If the choice to self-identify as white is non-random, which it almost certainly is, you can see “trends” in Hispanic voting which aren’t trends at all.
For example, picture a starting group of 100,000 Hispanics in 2016 who split 70/30 Dem/Rep. 20% of those individuals self-identify as white in 2020, and those who do are 90/10 Dem/Rep. Assume that no individual voter changed their party preference from 2016 to 2020. What you’re left with are 20,000 new white voters that are split 90/10 Dem/Rep, and 80,000 Hispanic voters that are split 65/35 Dem/Rep.
Holy shit! The Hispanic vote went from 70/30 Dem/Rep in 2016 to 65/35 Dem/Rep in 2020. What are Dems doing to lose Hispanic voters? Absolutely nothing - what you’re observing is just the effect of individuals choosing whether to self-identify as Hispanic.
I’m obviously not an expert, but my guess is that there are systematic differences between Hispanics who retain their self-identified Hispanic status and those who shift towards identifying as white.

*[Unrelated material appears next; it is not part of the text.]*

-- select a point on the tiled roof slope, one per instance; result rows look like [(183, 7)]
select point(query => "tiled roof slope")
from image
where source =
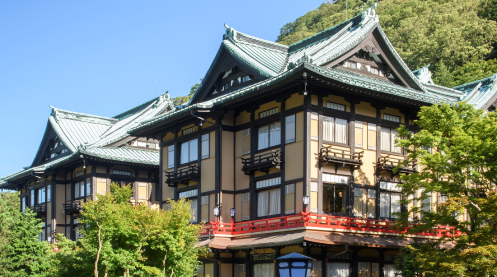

Huh, I didn’t realized that Center for American Greatness was literally Trump’s Super PAC rather than being a technically-unaffiliated conservative website. I don’t know why Nate both wrote and feels beholden to rules that flag polls coming from campaigns but not Super PACs as being partisan and thus de-emphasized, but that seems like a substantial and fairly obvious oversight that should have been corrected a while ago and for which there’s no excuse not to correct now. I can understand his reluctance to relegate Rasmussen and Trafalgar based on his existing criteria, but excluding a Super PAC from being partisan because it’s not technically a campaign is really stupid.
In 2008 and 2012, when Nate wrote a lot more about his developing methodology, he noted that LV screens tend to produce outcomes about 1 point more favorable to Republicans than RV screens, maybe a little more, a reflection of the fact that the olds are much more reliable voters. He did it so he could appropriately mix LV and RV polls in the same model. This year, I’ve seen on several occasions instances where Biden fared better in the LV screen than in the RV one, which used to be really rare.
Wasn’t that what Rasmussen claimed he was doing the whole time when he binked some election everyone else was wrong about? Seems like I remember something about that, him saying he only polled LV and never RV like other polling outfits.
I do think in a polling situation most people prefer not to come off as ignorant and/or non caring, so being saying they are undecided is likely the shield they grab on to.
I do wonder how various polls handle respondents who are non committal to any choice. Are they steered to an undecided choice? Are they just automatically marked undecided? Why don’t we have a 87 minute documentary on Netflix titled “Undecided”?
Not since 2008 have I ever seen a pollster never do LV screens, at least not that I can recall. Typically you will see RV-only polls in the spring and earlier, and then they transition to doing LV screens in the summer, when they’re more reliable.